Consumers use technology in a wide variety of ways. When a new technology emerges, the early adopters like knowing about all the latest gadgets. They keep their tech information current because it’s fascinating.
New technology often comes with disruption, changing how people buy things and operate within certain sectors. One of the biggest examples of this is the real estate industry, and the disruption that has come with the rise of digital platforms and other tools that help put home buyers and sellers in the driver’s seat for more seamless and educated real estate transactions.
Homebuyers today can’t neglect the new real estate technology that can save them a lot of money and help take the stress out of one of the biggest purchases of their life! More and more, consumers are reaping the benefits of a newly disrupted real estate industry.
Let’s check out how a disrupted real estate industry is helping consumers.
You can track all the home listings in the back of a newspaper and local magazines, but algorithms analyze more listings than you ever could manually, even if you had multiple lifetimes to do it. Now, homebuyers can list their budget and describe the home they’re looking for, and the real estate technology will notify them when a suitable listing is available on the market.
Such an arrangement erases the need for trawling listings. The data helps the algorithm serve up listings that meet all your needs so specifically that they’ll seem personally curated for you.
The real estate industry has traditionally been known to be a bit opaque, as buyers didn’t always get the same data that sellers and brokers used.
Today, modern consumers are accustomed to researching where they’re going to eat before heading to restaurants. It’s only fitting that they expect to gather some credible intelligence about the agent they will use to help them buy a home.
Digital disruptor Regan McGee built Nobul, a real estate technology platform that lets buyers compare real estate agents’ profiles and select the ones whose services, fees, and experience levels they prefer.
McGee described in an interview how savvy home buyers use Nobul to flip the script and get crucial savings: “We are the tip of the spear of disruption. We’re finally giving consumers powers in this industry. Real estate transactions have the single largest fees people pay and the average person pays those fees 11 times in their lifetime. For us to be disrupting this market is extremely exciting.”

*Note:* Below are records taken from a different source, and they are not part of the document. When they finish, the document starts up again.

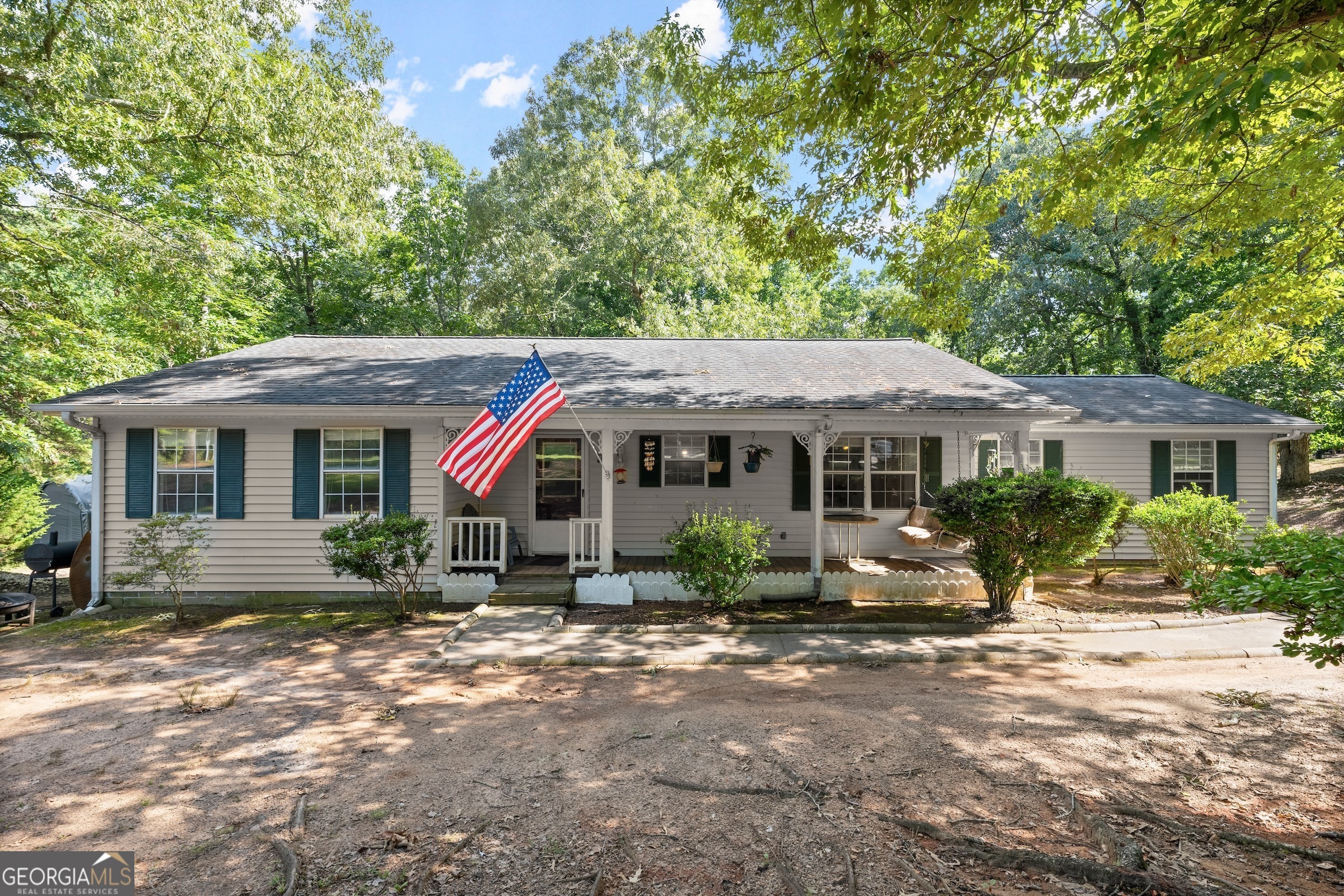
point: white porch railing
(585, 543)
(476, 542)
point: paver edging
(908, 628)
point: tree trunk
(1295, 460)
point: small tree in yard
(1023, 523)
(389, 553)
(1186, 530)
(720, 551)
(1298, 573)
(1114, 536)
(171, 547)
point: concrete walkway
(518, 636)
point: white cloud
(308, 18)
(707, 16)
(483, 72)
(506, 90)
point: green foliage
(1296, 573)
(389, 553)
(166, 547)
(720, 553)
(24, 511)
(1188, 530)
(1214, 120)
(1114, 535)
(1022, 523)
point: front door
(558, 492)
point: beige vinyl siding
(1124, 460)
(268, 551)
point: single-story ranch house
(276, 441)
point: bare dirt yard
(131, 734)
(1320, 504)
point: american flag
(479, 456)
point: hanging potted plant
(716, 463)
(754, 454)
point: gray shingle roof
(597, 372)
(1147, 399)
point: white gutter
(1273, 470)
(95, 504)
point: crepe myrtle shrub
(389, 553)
(1295, 573)
(720, 553)
(1187, 533)
(1016, 524)
(169, 547)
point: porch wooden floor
(559, 566)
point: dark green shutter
(1228, 469)
(229, 474)
(801, 477)
(931, 469)
(651, 461)
(397, 472)
(308, 492)
(721, 449)
(140, 474)
(1161, 469)
(983, 461)
(1053, 454)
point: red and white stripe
(479, 456)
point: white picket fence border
(960, 585)
(604, 589)
(467, 587)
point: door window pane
(559, 480)
(353, 472)
(684, 459)
(185, 461)
(894, 464)
(842, 474)
(1193, 464)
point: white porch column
(818, 452)
(608, 542)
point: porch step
(512, 594)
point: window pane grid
(185, 477)
(351, 472)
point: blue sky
(461, 70)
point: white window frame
(867, 474)
(704, 463)
(1171, 464)
(321, 469)
(214, 472)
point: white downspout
(96, 504)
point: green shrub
(720, 551)
(389, 553)
(1187, 528)
(172, 547)
(24, 511)
(1305, 584)
(1022, 523)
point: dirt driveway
(800, 767)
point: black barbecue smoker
(44, 559)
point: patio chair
(924, 530)
(18, 608)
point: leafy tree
(1018, 524)
(1305, 582)
(1186, 530)
(720, 553)
(24, 511)
(171, 547)
(1214, 119)
(389, 553)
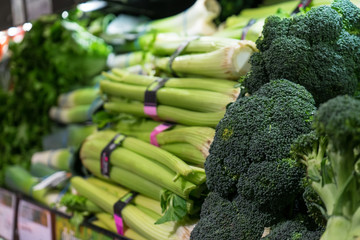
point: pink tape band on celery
(162, 127)
(119, 224)
(151, 111)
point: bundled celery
(20, 180)
(76, 134)
(167, 43)
(127, 179)
(144, 159)
(60, 159)
(188, 143)
(166, 113)
(95, 143)
(40, 170)
(136, 219)
(83, 96)
(230, 62)
(129, 59)
(207, 84)
(189, 99)
(197, 20)
(234, 26)
(75, 114)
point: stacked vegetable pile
(41, 69)
(258, 185)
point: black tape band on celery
(246, 28)
(118, 207)
(150, 99)
(105, 154)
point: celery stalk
(77, 134)
(186, 152)
(41, 170)
(107, 220)
(18, 179)
(136, 147)
(210, 84)
(197, 20)
(167, 43)
(163, 177)
(190, 99)
(120, 192)
(76, 114)
(167, 113)
(127, 179)
(84, 96)
(58, 159)
(133, 217)
(228, 63)
(100, 224)
(129, 59)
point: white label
(37, 8)
(17, 12)
(7, 214)
(52, 180)
(33, 222)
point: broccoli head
(332, 157)
(236, 219)
(319, 50)
(292, 230)
(272, 185)
(255, 129)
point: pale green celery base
(337, 228)
(191, 99)
(210, 84)
(157, 154)
(127, 179)
(186, 152)
(167, 113)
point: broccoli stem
(337, 227)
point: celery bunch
(189, 101)
(133, 165)
(75, 106)
(190, 144)
(139, 216)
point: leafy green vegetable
(173, 207)
(54, 57)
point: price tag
(37, 8)
(18, 13)
(33, 222)
(7, 214)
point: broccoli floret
(292, 230)
(350, 14)
(314, 206)
(332, 158)
(319, 50)
(255, 129)
(272, 184)
(339, 120)
(224, 219)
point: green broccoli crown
(236, 219)
(319, 50)
(350, 14)
(339, 120)
(256, 129)
(272, 185)
(292, 230)
(313, 204)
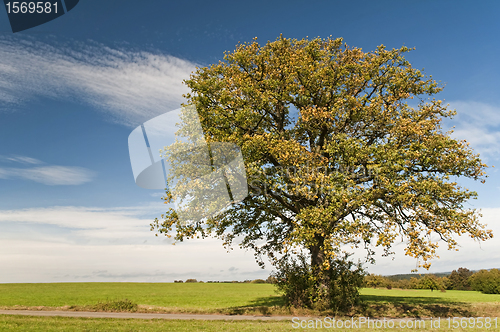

Agents aren’t allowed to pay to get listed or ranked, so buyers know the data on Nobul is reliable. If a young, first-time homebuyer needs an agent offering competitive prices, they can find them. Older buyers may prefer an agent experienced in closing high-end deals. They can each use the same platform to find the right agent for them.
The housing market may move quickly, but technology is built to keep pace. When a property becomes available, there’s no time to waste! See it, analyze it, and book a showing.
Real estate technology streamlines the process of identifying it sooner and gives you the tools to connect with your agent and friends. Homebuyers can use real estate technology to keep in touch and share listings, so there’s no wasted time.
Technology can sometimes be showy or gimmicky, but it also serves incredible functions homebuyers can’t afford to ignore. As the price of homes remains high and borrowing costs surge, consumers are wise to embrace disruptive technology that saves them money and simplifies transactions.